In 2025 wurde bekannt gegeben, dass ein "nachhaltiger Mobilitätsplan" im Sinne eines SUMP (sustainable urban mobility plan) nun endlich erarbeitet werden soll. Im März 2026 sollte ein Gremium eingerichtet werden, in dem Fachleute und Interessenvertreter mitwirken. Inzwischen wurde die Gründungsversammlung auf den 9. Juni 2026 verschoben. Als Fertigstellungszeitraum wird Ende 2027 angegeben. Beschlussfassung Stadtrat in 2028?

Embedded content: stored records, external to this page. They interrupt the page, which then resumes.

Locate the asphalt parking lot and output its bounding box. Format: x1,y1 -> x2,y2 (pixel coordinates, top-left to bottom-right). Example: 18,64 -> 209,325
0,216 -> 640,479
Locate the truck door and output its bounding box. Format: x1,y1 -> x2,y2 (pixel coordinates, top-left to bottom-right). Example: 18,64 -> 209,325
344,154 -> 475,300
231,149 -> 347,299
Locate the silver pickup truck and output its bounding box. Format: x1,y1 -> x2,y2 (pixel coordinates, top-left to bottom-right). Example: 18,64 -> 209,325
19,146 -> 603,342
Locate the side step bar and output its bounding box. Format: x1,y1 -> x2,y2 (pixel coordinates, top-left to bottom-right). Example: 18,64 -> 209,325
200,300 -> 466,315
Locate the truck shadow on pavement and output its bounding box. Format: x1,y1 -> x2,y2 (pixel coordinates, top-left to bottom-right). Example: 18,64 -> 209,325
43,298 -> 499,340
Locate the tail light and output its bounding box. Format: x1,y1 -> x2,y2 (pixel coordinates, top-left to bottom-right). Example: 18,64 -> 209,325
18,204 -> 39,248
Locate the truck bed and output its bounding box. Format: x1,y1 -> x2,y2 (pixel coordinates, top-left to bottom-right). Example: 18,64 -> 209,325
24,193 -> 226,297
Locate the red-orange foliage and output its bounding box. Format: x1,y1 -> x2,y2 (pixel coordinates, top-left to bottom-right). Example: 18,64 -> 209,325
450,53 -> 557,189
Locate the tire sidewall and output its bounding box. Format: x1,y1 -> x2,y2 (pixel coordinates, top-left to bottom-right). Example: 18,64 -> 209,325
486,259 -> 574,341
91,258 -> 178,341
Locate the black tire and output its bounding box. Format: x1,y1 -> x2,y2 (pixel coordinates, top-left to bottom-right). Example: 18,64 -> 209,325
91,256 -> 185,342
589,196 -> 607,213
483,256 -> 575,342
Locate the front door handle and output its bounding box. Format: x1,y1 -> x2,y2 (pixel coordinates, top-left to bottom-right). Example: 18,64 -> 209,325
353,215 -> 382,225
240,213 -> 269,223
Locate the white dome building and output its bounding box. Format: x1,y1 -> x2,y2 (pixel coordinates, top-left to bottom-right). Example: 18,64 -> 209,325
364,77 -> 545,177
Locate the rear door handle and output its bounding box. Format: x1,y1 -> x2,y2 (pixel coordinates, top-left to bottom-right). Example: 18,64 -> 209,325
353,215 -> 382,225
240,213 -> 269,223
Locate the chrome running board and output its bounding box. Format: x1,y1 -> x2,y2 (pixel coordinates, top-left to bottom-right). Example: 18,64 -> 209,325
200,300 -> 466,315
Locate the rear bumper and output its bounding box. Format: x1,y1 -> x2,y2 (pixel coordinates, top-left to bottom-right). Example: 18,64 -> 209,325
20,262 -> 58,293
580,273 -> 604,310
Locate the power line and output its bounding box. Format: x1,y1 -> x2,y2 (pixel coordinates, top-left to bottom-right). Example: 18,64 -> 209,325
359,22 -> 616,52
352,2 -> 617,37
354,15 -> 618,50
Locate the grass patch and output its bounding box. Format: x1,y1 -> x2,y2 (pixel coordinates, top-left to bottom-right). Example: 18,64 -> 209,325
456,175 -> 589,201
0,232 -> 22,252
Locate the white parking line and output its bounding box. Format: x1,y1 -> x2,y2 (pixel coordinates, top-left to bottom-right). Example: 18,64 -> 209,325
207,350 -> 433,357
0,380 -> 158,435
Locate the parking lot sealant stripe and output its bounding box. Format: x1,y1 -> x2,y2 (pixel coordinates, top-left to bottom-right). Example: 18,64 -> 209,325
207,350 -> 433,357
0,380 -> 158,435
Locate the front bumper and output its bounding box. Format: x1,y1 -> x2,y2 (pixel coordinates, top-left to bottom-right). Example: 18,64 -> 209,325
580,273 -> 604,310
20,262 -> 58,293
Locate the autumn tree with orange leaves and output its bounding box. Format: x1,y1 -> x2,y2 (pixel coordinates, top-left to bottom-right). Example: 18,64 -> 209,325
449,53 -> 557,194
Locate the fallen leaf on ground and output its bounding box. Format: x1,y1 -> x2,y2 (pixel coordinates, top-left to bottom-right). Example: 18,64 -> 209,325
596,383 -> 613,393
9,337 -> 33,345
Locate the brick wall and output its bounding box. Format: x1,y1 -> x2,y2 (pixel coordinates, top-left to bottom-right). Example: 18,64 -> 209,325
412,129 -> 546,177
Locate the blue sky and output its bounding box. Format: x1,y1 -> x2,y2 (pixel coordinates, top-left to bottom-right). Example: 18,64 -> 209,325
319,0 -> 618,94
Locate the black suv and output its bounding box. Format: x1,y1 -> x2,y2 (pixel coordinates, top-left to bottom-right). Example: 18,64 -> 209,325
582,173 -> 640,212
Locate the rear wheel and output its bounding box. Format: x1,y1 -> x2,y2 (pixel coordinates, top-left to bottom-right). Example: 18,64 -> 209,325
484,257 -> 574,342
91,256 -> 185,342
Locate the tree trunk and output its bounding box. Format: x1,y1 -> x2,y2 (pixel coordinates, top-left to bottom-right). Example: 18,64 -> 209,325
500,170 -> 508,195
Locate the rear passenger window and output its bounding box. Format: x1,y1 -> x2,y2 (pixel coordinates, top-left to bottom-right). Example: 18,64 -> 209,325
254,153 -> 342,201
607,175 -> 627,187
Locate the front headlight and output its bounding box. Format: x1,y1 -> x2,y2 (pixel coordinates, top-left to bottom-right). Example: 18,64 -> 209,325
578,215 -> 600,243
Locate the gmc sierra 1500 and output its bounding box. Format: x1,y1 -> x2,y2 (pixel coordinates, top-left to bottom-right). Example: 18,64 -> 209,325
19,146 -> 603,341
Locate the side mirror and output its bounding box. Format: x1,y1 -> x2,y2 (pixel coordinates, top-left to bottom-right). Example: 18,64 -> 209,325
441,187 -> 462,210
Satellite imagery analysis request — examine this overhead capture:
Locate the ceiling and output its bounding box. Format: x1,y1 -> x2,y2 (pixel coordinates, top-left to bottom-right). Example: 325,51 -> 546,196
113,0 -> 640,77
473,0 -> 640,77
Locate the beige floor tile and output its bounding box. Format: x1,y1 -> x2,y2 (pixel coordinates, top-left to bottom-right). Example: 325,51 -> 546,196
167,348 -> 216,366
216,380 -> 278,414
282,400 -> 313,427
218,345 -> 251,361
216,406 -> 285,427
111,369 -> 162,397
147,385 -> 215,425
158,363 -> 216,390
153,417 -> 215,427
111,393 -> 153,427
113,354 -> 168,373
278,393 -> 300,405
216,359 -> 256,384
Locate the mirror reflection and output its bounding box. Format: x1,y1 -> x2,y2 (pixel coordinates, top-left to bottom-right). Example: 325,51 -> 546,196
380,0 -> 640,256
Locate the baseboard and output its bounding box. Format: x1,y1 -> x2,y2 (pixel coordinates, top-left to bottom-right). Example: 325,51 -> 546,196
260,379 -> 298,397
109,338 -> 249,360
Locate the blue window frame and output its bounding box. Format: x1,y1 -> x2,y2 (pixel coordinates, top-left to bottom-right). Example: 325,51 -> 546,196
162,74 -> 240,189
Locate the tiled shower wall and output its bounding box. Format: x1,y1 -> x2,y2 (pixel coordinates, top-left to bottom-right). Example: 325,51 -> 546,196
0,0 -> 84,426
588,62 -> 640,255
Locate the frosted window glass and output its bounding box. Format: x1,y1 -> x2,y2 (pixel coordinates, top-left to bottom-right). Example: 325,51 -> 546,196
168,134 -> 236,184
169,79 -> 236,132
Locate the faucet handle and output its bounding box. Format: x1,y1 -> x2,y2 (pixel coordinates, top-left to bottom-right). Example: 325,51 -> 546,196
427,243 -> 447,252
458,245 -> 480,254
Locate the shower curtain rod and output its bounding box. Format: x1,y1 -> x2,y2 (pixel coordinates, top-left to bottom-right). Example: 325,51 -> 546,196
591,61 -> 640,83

Bewertung der geplanten Maßnahme

Ein Mobilitätsplan ist seid Jahren/ Jahrzehnten längst überfällig. Die Durchführung daher grundsätzlich zu begrüßen. Allerdings besteht die Gefahr, dass - wie schon beim Radnetz - Entscheidungen zur Umsetzung wesentlicher Vorhaben zur Reduzierung des Autoverkehrs mit Hinweis auf den noch in Bearbeitung befindlichen SUMP weiter verzögert werden (z.B. Radschnellweg Neustadt, Uni. - Ingelheim; Rheinradweg, Umsetzung von Maßnahmen zum Aufbau eines Fußwegenetzes)

Wenn auf die jahrelange Erstellung des SUMP Mobilitätsleitplanes dann ein autofreundlicher Regierungswechsel erfolgt, waren diese Aufwendungen dann auch vergeblich. Da der Klimawandel im Erstellungszeitraum fortschreitet, müssen daher schon vor Fertigstellung und Verabschiedung des Mobilitätsleitplanes Projekte umgesetzt werden, die sicht- und messbar das Verkehrsverhalten auf den Hauptachsen beinflussen. Die Verkehrswende wird erleichtert, wenn Erfolge spürbar sind.